Generating a private key and certificate request

Use the Generate private key and certificate request certTool option to generate a private key and a certificate request for secure communication between the adapter and IBM® Security Identity Governance and Intelligence.

About this task

A certificate signing request (CSR) is an unsigned certificate in a text file. When you submit an unsigned certificate to a Certificate Authority (CA), the CA signs the certificate with a private digital signature included in their corresponding CA certificate. When the certificate signing request is signed, it becomes a valid certificate. A CSR file contains information about the organization, such as the organization name, country, and the public key for its web server.

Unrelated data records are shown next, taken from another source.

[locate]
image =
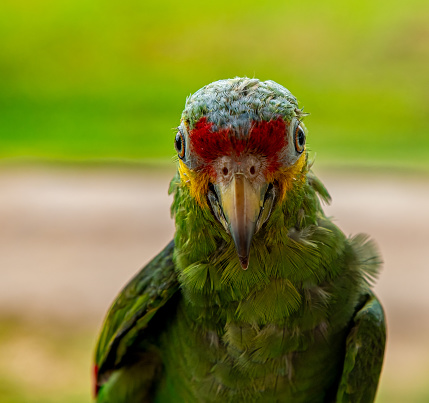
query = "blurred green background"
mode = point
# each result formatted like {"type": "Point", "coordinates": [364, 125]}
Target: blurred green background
{"type": "Point", "coordinates": [84, 81]}
{"type": "Point", "coordinates": [108, 80]}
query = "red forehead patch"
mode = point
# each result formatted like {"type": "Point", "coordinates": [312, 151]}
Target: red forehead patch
{"type": "Point", "coordinates": [266, 139]}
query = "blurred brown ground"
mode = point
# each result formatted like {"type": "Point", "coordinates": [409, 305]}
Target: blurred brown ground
{"type": "Point", "coordinates": [70, 238]}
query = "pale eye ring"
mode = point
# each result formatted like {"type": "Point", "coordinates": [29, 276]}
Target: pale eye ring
{"type": "Point", "coordinates": [299, 139]}
{"type": "Point", "coordinates": [179, 144]}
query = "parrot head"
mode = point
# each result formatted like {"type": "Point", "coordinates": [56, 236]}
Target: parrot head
{"type": "Point", "coordinates": [241, 148]}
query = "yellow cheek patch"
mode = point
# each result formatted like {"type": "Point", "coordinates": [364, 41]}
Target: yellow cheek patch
{"type": "Point", "coordinates": [288, 177]}
{"type": "Point", "coordinates": [197, 182]}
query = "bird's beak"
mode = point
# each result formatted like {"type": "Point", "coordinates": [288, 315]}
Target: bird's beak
{"type": "Point", "coordinates": [241, 205]}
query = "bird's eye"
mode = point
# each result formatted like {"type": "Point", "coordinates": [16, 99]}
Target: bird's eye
{"type": "Point", "coordinates": [299, 137]}
{"type": "Point", "coordinates": [179, 144]}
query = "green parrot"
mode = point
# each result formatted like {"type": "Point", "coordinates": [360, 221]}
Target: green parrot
{"type": "Point", "coordinates": [259, 297]}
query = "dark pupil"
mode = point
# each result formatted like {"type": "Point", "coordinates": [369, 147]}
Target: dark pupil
{"type": "Point", "coordinates": [301, 138]}
{"type": "Point", "coordinates": [178, 143]}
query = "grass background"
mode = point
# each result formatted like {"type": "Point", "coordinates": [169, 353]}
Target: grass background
{"type": "Point", "coordinates": [108, 80]}
{"type": "Point", "coordinates": [101, 80]}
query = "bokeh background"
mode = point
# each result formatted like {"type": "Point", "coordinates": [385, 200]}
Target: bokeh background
{"type": "Point", "coordinates": [89, 94]}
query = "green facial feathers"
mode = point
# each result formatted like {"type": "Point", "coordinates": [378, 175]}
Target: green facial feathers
{"type": "Point", "coordinates": [296, 323]}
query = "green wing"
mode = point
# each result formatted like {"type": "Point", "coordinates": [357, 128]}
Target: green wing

A CSR file looks similar to the following example: 
-----BEGIN CERTIFICATE REQUEST-----
MIIB1jCCAT8CAQAwgZUxEjAQBgNVBAoTCWFjY2VzczM2MDEUMBIGA1UECxMLZW5n 
aW5lZXJpbmcxEDAOBgNVBAMTB250YWdlbnQxJDAiBgkqhkiG9w0BCQEWFW50YWdl
bnRAYWNjZXNzMzYwLmNvbTELMAkGA1UEBhMCVVMxEzARBgNVBAgTCkNhbGlmb3Ju 
aWExDzANBgNVBAcTBklydmluZTCBnzANBgkqhkiG9w0BAQEFAAOBjQAwgYkCgYEA
mR6AcPnwf6hLLc72BmUkAwaXcebtxCoCnnTH9uc8VuMHPbIMAgjuC4s91hPrilG7 
UtlbOfy6X3R3kbeR8apRR9uLYrPIvQ1b4NK0whsytij6syCySaFQIB6V7RPBatFr
6XQ9hpsARdkGytZmGTgGTJ1hSS/jA6mbxpgmttz9HPECAwEAAaAAMA0GCSqGSIb3 
DQEBAgUAA4GBADxA1cDkvXhgZntHkwT9tCTqUNV9sim8N/U15HgMRh177jVaHJqb
N1Er46vQSsOOOk4z2i/XwOmFkNNTXRVl9TLZZ/D+9mGZcDobcO+lbAKlePwyufxK 
Xqdpu3d433H7xfJJSNYLYBFkrQJesITqKft0Q45gIjywIrbctVUCepL2
 -----END CERTIFICATE REQUEST-----

Procedure

  1. At the Main menu of the certTool utility, type A. The following prompt is displayed: 
    Enter values for certificate request (press enter to skip value) 
----------------------------------------------------------------
Organization:
  2. At Organization, type your organization name and press Enter.
  3. At Organizational Unit, type the organizational unit and press Enter.
  4. At Agent Name, type the name of the adapter for which you are requesting a certificate and press Enter.
  5. At Email, type the email address of the contact person for this request and press Enter.
  6. At State, type the state that the adapter is in and press Enter.
    For example, type TX if the adapter is in Texas. Some certificate authorities do not accept two letter abbreviations for states. In this case, type the full name of the state.
  7. At Country, type the country that the adapter is in and press Enter.
  8. At Locality, type the name of the city that the adapter is in and press Enter.
  9. At Accept these values, do one of the following actions and press Enter:
    • Type Y to accept the displayed values.
    • Type N and specify different values.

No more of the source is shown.